Sambo, eine besondere Form des Freistilringens, ist ein unbewaffnetes Wettkampf- und Verteidigungssystem. Seine Kampf- und Spezialgriffe dienen dazu, sich sportlich zu betätigen oder sich zu verteidigen bzw. im Nahkampf erfolgreich anzugreifen. Sambo entwickelt Kraft, Ausdauer und Schnelligkeit sowie den entschlossenen Willen zum Sieg. Als Selbstverteidigung wird Sambo in normaler Kleidung ausgeführt, als Sport mit Ringerschuhen, kurzen Hosen, Gürtel und Jacke. Wichtige Elemente des Sambo sind die Fall- und Wurftechnik. Gerne werden auch Hebeltechniken und Ausheber angewendet.

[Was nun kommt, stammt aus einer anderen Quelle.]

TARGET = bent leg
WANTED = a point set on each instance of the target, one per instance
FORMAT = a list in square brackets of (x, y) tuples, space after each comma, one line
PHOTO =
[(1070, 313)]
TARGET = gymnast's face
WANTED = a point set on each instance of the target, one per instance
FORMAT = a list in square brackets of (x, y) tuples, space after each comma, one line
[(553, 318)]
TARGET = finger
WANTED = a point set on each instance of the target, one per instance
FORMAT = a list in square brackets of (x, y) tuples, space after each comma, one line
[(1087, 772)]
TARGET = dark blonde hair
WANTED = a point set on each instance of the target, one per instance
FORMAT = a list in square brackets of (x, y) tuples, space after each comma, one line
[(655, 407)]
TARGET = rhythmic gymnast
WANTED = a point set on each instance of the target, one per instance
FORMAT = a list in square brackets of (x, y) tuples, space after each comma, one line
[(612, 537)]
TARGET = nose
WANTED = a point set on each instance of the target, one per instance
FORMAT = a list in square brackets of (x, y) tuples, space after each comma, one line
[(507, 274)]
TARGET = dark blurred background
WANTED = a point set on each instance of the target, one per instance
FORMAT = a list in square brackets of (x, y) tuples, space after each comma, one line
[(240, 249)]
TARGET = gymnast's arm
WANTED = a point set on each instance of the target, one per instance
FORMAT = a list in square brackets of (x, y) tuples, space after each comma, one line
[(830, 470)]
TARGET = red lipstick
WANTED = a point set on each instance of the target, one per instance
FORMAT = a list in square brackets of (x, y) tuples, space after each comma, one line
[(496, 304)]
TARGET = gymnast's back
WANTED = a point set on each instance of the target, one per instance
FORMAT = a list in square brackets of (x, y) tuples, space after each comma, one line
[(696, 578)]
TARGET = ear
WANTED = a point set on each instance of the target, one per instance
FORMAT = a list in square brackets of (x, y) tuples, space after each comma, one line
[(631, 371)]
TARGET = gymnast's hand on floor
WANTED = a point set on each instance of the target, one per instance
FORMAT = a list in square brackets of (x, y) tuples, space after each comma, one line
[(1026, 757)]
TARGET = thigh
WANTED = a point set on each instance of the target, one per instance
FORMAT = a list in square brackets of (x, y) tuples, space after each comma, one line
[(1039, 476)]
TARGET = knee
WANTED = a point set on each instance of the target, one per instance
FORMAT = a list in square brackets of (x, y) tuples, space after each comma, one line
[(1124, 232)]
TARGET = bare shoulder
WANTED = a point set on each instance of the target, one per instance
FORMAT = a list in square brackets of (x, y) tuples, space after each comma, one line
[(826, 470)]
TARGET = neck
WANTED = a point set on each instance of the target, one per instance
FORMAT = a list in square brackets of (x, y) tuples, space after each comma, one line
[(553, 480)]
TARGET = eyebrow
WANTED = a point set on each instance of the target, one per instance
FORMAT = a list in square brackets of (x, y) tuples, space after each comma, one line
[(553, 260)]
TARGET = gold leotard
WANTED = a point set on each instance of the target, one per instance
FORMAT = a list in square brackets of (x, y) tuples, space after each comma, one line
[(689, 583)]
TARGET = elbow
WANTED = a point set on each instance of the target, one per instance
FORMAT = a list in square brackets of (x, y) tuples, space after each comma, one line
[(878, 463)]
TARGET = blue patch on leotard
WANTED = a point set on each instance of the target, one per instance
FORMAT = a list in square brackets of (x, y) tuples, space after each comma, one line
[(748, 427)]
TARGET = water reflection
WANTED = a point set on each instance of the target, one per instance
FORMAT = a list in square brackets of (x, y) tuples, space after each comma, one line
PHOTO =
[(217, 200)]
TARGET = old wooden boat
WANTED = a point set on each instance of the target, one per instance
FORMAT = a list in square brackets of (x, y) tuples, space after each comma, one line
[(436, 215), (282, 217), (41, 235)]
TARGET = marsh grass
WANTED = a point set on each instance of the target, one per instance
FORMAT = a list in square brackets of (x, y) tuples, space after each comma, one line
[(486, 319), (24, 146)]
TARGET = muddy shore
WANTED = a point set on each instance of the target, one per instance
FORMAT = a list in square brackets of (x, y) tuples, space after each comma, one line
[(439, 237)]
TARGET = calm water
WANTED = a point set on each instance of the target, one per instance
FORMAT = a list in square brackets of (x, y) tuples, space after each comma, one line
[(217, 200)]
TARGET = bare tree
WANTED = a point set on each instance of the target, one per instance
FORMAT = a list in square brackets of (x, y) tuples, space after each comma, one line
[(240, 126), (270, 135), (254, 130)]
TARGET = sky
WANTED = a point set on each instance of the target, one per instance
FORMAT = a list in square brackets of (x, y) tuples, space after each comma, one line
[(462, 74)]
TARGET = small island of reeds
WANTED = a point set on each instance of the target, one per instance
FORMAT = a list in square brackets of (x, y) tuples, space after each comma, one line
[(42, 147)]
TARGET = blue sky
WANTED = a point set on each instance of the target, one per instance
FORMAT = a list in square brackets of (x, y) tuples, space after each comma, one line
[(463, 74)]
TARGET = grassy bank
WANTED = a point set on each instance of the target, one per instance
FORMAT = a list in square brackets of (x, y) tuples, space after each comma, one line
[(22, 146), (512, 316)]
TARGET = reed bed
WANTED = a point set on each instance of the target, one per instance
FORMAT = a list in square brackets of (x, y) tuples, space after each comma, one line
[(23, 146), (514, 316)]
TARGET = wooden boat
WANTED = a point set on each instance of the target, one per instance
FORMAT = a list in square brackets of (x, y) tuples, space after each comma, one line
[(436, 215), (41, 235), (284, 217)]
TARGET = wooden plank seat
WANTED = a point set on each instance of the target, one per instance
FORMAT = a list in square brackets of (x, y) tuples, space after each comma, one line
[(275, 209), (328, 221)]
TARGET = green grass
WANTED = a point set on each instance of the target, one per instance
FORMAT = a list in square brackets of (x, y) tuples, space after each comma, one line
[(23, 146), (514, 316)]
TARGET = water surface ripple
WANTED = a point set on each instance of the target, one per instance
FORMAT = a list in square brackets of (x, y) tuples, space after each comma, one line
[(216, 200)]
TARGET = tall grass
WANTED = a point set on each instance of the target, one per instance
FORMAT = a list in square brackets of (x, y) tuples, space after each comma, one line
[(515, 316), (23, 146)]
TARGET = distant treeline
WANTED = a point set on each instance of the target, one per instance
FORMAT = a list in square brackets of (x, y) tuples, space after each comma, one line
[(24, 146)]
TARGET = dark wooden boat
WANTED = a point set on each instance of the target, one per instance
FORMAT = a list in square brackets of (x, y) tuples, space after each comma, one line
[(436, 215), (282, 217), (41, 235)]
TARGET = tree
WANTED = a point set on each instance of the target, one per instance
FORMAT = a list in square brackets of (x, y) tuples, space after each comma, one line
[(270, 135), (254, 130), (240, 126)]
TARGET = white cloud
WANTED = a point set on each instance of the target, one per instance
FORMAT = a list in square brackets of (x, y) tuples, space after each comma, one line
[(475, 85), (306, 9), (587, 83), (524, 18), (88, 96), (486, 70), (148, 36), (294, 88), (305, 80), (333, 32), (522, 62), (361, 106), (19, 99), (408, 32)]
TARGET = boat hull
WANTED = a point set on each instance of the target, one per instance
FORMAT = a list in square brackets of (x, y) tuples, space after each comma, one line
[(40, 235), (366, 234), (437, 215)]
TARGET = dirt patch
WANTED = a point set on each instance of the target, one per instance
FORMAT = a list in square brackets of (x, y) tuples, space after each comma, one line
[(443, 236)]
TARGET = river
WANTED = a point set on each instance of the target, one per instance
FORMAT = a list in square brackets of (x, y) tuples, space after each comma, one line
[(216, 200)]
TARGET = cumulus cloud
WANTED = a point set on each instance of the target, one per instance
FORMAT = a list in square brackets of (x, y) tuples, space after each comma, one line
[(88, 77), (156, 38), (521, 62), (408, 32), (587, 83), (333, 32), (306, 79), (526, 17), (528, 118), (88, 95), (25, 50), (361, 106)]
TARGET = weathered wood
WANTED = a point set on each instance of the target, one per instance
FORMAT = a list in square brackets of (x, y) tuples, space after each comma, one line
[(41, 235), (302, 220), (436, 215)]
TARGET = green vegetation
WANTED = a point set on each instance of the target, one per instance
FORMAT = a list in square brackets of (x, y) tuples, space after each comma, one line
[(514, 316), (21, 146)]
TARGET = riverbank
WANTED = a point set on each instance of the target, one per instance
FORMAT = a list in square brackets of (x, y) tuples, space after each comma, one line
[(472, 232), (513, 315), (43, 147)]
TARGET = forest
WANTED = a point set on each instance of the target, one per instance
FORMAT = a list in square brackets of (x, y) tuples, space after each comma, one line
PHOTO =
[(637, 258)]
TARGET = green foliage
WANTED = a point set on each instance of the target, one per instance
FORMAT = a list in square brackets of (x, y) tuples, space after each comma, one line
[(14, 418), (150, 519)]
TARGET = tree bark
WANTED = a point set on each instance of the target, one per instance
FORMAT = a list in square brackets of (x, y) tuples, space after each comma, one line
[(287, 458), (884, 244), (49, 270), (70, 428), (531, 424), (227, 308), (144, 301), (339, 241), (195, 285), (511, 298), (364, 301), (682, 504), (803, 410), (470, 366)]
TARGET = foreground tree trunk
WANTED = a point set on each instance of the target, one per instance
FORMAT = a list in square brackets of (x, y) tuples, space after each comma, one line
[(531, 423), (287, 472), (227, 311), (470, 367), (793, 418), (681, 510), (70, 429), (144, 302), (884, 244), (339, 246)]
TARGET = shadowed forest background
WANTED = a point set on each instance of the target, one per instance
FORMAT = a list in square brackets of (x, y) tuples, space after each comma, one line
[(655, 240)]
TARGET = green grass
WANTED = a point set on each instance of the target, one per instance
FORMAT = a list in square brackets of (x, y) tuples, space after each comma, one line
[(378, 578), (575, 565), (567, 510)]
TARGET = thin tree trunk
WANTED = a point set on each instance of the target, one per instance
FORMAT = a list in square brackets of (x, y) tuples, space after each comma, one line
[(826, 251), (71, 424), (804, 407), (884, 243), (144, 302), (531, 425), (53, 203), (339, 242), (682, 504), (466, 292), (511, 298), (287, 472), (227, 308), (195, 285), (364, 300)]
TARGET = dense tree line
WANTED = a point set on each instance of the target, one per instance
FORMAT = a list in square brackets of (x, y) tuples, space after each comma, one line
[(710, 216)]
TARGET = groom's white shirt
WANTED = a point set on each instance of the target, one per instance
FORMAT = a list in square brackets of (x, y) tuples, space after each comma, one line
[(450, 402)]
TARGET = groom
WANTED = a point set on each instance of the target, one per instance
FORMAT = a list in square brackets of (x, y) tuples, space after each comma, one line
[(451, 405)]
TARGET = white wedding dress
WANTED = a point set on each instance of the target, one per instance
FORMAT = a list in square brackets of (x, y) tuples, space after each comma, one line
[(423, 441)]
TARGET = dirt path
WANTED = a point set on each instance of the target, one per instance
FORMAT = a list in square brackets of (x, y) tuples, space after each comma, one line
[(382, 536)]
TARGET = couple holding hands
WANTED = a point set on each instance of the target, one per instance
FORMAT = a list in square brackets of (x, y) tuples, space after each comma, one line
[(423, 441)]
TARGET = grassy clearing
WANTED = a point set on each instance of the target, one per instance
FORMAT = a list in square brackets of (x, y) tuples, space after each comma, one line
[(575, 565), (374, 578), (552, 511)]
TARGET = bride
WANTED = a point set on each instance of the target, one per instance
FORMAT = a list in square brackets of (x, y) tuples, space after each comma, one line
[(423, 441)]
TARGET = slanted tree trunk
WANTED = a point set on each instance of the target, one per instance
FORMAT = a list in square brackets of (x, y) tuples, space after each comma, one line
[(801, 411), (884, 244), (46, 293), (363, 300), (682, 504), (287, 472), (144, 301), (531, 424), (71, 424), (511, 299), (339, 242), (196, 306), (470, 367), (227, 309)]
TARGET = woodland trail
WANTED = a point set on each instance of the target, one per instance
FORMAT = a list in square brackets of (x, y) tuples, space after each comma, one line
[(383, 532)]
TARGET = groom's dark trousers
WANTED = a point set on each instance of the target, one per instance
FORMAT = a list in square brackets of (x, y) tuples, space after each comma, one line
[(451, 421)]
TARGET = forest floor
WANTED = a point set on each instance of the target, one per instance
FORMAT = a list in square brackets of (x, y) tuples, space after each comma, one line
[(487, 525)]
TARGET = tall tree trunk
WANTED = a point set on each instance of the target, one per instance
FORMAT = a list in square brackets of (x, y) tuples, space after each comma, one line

Sport Sambo ist ein Wettkampf mit ähnlichen Regeln wie im Judo oder olympischen Freistilringen. Erlaubt sind Würfe, die Fixierung des Gegners am Boden, Hebel auf Armen und Beinen, Knoten (Verdrehung des Arm- oder Bein-Gelenks) und Quetschen (Kompression von Sehnen oder Muskeln). Würgegriffe sind im Gegensatz zum Judo verboten.

Combat Sambo ähnelt weitestgehend modernen Mixed-Martial-Arts-Wettkämpfen. Die Wettkämpfer tragen Kopfschutz, Zahnschutz, Tiefschutz, Schienbeinschützer und leichte Handschuhe. Die Regeln lassen erheblich mehr Spielraum zu als im Sport Sambo. Erlaubt sind neben Würfen, Fixierungen und Hebeln auch Schlag-/Box- sowie Tritt-Techniken.

Uniform
Sambo-Kämpfer tragen beim Training und in Wettkämpfen in der Regel eine spezielle Jacke (Kurtka), sowie einen Gürtel und kurze Hosen in derselben Farbe. Dazu kommen noch leichte, meist aus Leder gefertigte, Ringerschuhe. Die Sambo-Uniform gibt in der Regel keinen Hinweis auf den Status des Trägers. Bei Wettkämpfen müssen alle Teilnehmer sowohl über eine rote als auch eine blaue Kombination verfügen, da (zur besseren Unterscheidung während des Kampfes) jeweils ein Wettkämpfer in Rot und der andere in Blau antritt.